The Price Is Wrong: Half of Minneapolis Renters Can't Afford Rent


Half of Minneapolis renters have unaffordable rent, paying more than 30% of their income toward it--with 26% of renters putting more than half their income to housing, according to Rise of the Renter Nation, a Right to the City report released by Occupy Homes MN today. While homeowners continue to lose their homes in record numbers, average rent in the Twin Cities has just passed $1,000. Many are unable to afford their housing easily or at all, especially in communities of color. 

A group of spirited Occupy Homes members and passerby brought those statistics to life in Hennepin County Government Center today, with an interactive game show called The Price is Wrong, which demonstrated the cycle of the housing crisis. With many homeowners still facing eviction, and rent prices skyrocketing, Twin Cities families are left with nowhere to go.  

Nationally, over 11 million people pay over half their income to housing costs alone. And costs are on the rise. Minneapolis tenant Caleb Murphey said he is told his rent is controlled by the market, meaning his rent keeps going up without any added amenities. “My rent shouldn't go up because they're building high-priced condos across the street. If my rent's going to go up, it's because I'm going to move into the high-priced condo across the street.”

Sergio Ceballos has fought his foreclosure with Chase for over a year, but negotiations have stalled over the price of the home. "I want to be able to support my children with stable housing on the street they grew up on. All we ask for is a fair negotiation, to sell my home back to me so that I can continue to pay for my home,” said Sergio. “It is terrible that JPMorgan is pulling the same trick on our country that it is pulling on me! First they negotiate, then they retreat before sealing the deal. We cannot stand for this, we must act."

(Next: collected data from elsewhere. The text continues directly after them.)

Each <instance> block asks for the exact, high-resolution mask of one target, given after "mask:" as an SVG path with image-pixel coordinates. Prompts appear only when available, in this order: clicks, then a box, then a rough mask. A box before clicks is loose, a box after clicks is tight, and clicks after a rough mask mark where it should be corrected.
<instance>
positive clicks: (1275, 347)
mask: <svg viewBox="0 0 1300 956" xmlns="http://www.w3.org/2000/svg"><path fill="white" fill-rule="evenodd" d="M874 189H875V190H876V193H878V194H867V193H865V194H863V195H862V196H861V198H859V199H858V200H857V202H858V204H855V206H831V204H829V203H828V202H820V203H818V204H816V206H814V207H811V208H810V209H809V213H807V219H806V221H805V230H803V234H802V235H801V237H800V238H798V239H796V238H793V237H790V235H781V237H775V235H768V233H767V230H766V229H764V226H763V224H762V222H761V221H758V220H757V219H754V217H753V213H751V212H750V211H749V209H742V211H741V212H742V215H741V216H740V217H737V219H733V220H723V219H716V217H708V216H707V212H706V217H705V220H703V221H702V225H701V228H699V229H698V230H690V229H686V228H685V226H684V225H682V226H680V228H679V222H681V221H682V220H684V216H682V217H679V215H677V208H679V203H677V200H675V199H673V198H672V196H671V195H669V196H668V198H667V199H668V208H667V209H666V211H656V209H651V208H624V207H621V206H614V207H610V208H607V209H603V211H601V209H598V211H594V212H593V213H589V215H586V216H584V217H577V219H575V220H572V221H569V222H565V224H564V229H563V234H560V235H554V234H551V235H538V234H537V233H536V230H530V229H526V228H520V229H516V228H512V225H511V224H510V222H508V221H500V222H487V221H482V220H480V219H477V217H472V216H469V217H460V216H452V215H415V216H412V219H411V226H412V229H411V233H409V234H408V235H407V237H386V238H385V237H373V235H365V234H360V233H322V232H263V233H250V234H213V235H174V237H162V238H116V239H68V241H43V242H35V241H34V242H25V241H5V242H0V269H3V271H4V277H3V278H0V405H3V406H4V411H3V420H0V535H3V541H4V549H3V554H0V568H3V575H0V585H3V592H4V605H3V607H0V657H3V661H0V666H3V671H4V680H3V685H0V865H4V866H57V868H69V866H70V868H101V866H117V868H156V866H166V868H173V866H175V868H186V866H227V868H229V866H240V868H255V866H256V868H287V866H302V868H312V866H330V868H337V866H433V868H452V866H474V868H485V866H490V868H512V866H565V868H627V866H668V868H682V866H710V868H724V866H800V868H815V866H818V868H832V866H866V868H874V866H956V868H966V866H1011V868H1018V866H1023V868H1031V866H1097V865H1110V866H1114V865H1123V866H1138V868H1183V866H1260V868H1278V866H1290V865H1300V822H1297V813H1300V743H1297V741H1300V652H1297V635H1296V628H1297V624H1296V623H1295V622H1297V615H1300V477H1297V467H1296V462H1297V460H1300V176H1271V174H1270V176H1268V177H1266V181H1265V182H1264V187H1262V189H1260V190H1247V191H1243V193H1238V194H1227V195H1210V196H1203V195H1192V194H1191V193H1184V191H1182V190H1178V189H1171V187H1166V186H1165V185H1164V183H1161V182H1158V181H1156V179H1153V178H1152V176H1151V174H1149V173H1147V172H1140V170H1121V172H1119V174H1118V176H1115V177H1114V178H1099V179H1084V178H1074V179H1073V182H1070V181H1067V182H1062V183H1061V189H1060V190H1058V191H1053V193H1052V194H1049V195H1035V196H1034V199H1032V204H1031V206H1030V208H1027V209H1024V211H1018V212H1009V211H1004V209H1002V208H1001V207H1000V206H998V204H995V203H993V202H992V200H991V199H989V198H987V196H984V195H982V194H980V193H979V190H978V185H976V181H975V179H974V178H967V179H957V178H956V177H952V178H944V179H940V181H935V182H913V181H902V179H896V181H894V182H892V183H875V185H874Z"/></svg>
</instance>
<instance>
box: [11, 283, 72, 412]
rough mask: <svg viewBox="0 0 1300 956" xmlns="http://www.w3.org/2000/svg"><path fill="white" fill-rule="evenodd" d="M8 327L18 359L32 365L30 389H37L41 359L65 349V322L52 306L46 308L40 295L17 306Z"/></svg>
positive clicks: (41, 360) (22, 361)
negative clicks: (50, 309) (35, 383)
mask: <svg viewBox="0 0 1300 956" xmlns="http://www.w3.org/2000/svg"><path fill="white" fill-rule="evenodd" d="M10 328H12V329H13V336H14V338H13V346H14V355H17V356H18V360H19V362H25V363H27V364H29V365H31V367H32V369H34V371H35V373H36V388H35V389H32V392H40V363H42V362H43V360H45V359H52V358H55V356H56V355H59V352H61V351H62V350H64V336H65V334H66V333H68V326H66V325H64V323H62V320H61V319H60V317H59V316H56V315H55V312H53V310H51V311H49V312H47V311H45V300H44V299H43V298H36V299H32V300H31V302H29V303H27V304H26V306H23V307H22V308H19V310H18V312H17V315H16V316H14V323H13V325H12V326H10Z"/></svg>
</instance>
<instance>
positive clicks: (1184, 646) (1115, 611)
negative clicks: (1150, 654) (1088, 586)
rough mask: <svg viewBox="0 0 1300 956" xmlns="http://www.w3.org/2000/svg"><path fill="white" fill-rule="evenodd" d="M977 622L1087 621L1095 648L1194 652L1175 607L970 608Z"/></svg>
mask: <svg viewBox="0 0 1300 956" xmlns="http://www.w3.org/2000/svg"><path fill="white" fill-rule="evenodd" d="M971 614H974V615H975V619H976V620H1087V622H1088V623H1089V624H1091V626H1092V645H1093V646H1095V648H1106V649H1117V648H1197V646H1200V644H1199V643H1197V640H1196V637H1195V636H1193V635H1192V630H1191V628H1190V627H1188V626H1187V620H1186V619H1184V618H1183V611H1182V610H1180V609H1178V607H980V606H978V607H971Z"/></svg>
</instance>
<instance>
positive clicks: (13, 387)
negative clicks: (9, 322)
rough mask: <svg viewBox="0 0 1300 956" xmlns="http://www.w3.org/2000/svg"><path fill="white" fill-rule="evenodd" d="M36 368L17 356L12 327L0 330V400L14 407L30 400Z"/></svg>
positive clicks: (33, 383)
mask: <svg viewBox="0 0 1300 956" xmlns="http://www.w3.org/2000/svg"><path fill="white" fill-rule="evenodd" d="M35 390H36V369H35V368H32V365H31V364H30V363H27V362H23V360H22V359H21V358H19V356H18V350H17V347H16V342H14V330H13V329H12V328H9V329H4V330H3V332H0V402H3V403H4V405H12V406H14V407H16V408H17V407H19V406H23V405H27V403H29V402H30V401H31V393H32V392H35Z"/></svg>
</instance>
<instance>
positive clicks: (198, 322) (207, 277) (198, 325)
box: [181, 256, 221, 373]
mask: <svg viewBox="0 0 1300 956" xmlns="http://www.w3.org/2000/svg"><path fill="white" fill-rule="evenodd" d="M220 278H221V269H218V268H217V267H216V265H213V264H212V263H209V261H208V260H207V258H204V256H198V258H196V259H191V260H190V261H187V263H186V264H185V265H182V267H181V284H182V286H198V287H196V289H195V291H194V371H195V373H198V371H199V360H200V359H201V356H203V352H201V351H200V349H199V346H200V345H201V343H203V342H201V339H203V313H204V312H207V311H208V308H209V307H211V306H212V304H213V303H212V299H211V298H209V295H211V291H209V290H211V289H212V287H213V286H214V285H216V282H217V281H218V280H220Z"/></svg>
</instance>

Ceballos' struggle as a homeowner was linked to the increased struggle of renters in our gentrifying city. “We're working to bring together tenants and homeowners in our communities to fight back against the injustices they have both suffered at the hands of Wall Street,” said Occupy Homes organizer Antoine Martinneau, who was homeless for two years before moving into an apartment earlier this month.

The report calls for democratically controlled community land trusts to provide long-term affordable housing. 

“What's happening to the housing and rent crisis in the Twin Cities is absolutely unconscionable,” said Jaymie Kelly, fighting her foreclosure with Freddie Mac. “The crash is not over yet. So many people are recovering and not recovering well. We need to make rents affordable. Everybody deserves to have access to affordable housing, and that's not happening.”